When the bill was introduced during the last session of Congress, the bill was given a unanimous “voice vote” approval, clearing the Senate Energy and Natural Resources Committee. Both Bingaman and U.S. Sen. Tom Udall were sponsors of the bill.
“Numerous studies have shown that communities with protected lands nearby have higher than average personal income growth and job creation. The reason is simple – people are attracted to the high quality of life associated with beautiful views, undisturbed wild lands, recreation, cultural and historical landmarks, clean air and water, and diverse wildlife. If passed by Congress, this legislation will be a boost to businesses in Doña Ana County, creating more jobs in the recreation and tourism industries and continuing to attract people who want to live and work here. We can’t thank Senators Bingaman and Udall enough for their efforts.” said Renee Frank, President of the Las Cruces Green Chamber of Commerce.
Much of the wilderness area targeted for protection by the new legislation has been managed as a “Wilderness Study Area,” a Bureau of Land Management designation, since the 1980s when the Reagan Administration set it aside for protected status. If passed, the bill would create about 241,400 acres of wilderness and 99,150 acres of National Conservation Area (NCA). These areas would then be managed in ways that protect the landscape and environment from development while preserving existing uses – such as hunting, hiking and grazing.
About the Hispano Chamber of Commerce de Las Cruces: The Hispano Chamber of Commerce de Las Cruces, through its diverse membership, advocates for business growth in the community and promotes Las Cruces and Hispanic business owners through economic development, education, community service, and cultural awareness. The Hispano Chamber of Commerce de Las Cruces was initiated in 1992 as the Hispano Chamber of Doña Ana County, and in 1994 incorporated as The Hispano Chamber of Commerce de Las Cruces. The original founders consisted of a group of businesspersons interested in developing a support organization for small, Hispanic businesses.

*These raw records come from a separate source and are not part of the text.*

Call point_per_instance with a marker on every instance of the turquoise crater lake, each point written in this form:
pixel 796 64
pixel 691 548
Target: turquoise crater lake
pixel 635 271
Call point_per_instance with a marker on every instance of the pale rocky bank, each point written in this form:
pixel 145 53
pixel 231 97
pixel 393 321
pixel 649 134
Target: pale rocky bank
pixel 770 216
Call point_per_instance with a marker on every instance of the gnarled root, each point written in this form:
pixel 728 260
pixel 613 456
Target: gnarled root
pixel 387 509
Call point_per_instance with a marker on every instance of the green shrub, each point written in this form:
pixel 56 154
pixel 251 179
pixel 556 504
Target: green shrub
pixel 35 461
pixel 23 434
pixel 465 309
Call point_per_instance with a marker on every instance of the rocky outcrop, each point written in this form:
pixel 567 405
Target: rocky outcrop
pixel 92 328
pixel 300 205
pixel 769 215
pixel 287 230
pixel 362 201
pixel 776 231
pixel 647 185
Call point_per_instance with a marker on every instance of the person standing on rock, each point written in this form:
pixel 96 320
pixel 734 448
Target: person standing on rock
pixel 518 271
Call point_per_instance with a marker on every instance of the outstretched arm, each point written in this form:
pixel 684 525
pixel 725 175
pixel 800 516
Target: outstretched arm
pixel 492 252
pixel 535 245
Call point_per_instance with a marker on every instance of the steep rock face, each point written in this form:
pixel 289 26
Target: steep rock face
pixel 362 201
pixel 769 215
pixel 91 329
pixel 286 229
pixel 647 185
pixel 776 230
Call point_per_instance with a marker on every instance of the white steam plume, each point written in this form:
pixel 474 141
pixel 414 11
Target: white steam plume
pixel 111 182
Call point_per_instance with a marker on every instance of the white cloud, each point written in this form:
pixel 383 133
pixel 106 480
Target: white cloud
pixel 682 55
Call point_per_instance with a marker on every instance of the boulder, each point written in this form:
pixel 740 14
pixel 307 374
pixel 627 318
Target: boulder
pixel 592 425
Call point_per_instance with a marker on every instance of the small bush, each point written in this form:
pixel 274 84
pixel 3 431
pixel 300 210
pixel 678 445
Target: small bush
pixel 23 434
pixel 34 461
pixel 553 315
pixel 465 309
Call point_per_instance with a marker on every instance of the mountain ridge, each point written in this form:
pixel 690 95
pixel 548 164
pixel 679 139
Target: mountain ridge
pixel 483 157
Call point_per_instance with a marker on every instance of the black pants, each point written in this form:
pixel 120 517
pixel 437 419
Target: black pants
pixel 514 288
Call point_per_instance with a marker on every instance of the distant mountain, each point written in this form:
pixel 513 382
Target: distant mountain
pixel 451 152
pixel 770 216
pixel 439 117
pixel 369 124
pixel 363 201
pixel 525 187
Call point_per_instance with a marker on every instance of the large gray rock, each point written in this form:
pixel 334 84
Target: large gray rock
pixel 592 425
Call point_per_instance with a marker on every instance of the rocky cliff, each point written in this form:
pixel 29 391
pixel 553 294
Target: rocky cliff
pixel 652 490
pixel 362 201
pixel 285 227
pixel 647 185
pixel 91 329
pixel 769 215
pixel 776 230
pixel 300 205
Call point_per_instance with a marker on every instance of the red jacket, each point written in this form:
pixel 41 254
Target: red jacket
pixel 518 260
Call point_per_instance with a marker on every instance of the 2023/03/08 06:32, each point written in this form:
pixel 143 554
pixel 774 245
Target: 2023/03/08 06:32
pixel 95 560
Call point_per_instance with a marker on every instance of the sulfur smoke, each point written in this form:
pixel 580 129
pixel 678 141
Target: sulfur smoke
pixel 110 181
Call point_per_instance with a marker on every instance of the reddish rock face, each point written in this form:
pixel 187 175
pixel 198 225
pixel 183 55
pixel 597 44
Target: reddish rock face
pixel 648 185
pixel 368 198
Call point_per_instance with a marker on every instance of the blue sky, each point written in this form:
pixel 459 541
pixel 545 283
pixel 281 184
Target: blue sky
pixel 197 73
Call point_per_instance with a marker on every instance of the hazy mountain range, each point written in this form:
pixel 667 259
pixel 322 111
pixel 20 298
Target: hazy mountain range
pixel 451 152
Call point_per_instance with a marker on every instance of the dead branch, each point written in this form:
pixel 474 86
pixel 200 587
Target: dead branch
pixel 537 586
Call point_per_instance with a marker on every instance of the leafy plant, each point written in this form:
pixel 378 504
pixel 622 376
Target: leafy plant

About the Las Cruces Green Chamber of Commerce: The Las Cruces Green Chamber of Commerce, a chapter of the New Mexico Green Chamber of Commerce, is a network of businesses dedicated to building a healthy, vibrant, and diverse local economy in Las Cruces and the surrounding areas. The mission of the Las Cruces Green Chamber of Commerce is to foster the success of the local economy and to promote businesses committed to environmental and social responsibility.